野球少年が落ち込んでいる時にどう対処すべき? 大人がやりがちな2つの“失敗”とは

野球少年が落ち込んでいる時の対処は?【写真:Getty Images】

筒井香さんは幅広い年代の選手をメンタル面でサポートしている

少年野球の世界では子どもだって悩む。練習した成果を試合で発揮できない。感情をコントロールできない。モチベーションを維持できない。メンタルの重要性を分かっていても、思い通りにするのは難しい。

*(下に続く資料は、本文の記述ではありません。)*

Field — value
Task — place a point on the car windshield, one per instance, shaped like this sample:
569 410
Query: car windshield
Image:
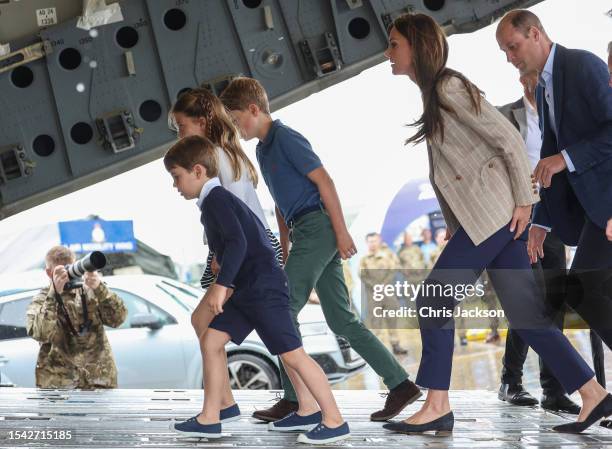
184 295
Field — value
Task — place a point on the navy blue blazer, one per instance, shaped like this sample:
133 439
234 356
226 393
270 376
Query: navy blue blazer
239 241
583 112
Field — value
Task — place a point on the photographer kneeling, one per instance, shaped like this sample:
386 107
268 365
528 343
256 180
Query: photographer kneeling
68 319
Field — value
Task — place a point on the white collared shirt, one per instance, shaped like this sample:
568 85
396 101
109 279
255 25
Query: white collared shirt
533 137
206 188
546 80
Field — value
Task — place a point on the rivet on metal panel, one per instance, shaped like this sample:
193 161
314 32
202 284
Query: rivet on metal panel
269 19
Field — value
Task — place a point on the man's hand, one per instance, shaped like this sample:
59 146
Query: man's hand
345 245
60 278
548 167
520 220
215 297
92 279
535 244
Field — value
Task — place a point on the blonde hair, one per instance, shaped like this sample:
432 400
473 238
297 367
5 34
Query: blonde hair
522 20
59 255
192 150
243 91
220 128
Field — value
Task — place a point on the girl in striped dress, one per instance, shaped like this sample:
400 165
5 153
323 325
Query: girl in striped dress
199 112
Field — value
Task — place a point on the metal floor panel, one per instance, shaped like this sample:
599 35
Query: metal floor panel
141 418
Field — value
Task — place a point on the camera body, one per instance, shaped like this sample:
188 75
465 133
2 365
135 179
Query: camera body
91 262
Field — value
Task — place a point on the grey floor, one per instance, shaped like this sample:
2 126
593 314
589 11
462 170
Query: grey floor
141 418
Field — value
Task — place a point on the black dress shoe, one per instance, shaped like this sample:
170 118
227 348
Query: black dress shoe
603 409
441 426
398 398
559 403
515 394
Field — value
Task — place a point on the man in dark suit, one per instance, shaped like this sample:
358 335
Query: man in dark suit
550 273
575 109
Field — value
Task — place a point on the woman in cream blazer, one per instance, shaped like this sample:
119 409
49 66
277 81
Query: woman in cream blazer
481 176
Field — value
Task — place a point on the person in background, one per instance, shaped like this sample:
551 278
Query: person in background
69 325
427 245
379 267
410 256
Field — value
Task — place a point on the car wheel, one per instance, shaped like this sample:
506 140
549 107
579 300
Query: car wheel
251 372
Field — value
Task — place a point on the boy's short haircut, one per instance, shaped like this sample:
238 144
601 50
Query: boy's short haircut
243 91
59 255
192 150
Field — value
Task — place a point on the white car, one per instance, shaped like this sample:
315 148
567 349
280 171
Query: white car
156 346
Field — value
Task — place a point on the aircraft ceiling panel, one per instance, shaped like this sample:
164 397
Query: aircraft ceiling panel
193 43
111 73
264 41
80 106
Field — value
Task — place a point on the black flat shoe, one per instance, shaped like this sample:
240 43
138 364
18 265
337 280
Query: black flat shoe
515 395
559 403
441 426
603 409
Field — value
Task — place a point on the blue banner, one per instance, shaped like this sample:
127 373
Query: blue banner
98 235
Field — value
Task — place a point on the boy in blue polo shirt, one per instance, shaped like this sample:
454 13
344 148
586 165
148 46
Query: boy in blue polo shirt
308 205
249 293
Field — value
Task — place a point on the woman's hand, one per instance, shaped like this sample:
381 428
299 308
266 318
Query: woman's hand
520 220
535 244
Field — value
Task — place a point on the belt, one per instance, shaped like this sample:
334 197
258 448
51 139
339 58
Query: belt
300 214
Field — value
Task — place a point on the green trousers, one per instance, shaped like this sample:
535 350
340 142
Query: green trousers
314 262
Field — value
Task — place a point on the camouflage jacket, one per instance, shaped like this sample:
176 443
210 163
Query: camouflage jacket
435 255
379 267
411 258
66 360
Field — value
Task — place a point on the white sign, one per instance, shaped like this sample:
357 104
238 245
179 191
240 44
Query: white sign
46 17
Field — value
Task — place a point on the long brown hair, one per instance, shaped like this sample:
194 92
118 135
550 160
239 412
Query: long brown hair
430 54
220 128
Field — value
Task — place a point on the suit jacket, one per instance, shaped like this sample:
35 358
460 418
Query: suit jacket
239 241
515 112
583 115
480 172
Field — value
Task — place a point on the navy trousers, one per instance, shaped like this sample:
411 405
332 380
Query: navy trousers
507 263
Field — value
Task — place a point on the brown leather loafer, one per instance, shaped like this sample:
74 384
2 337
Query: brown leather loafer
278 411
404 394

ジュニア世代のスポーツメンタルトレーニングを指導する筒井香さんにネガティブな感情をコントロールする方法を聞いた。

――筒井さんは現在、日本スポーツ心理学会認定のスポーツメンタルトレーニング指導士として主にどんな活動をされていますか?

「中学生くらいの年代からプロ選手まで、メンタルトレーニングの心理的スキルの指導や心理サポートをしています。携わっている仕事の中には、フィギュアスケートや車いすバスケットボール、ボッチャといったオリンピックやパラリンピックを目指す選手もおられます」

――ジュニア世代を指導やサポートをする際、どんなことを心がけていますか?

「大切なのは『子どもは大人の単なるミニチュア版ではない』ということです。それぞれの発達過程を追っていくことが重要で、10代のうちに何を学べばいいのか、何を学んでほしいのかを伝えるようにしています。この年代は、自分作り、アイデンティティを確立していく時期です。色んなことに悩んで迷います。どんな時に自分らしさが出るのか、どんな時に焦るのかなど、競技を通じて自分を知ってほしいですね。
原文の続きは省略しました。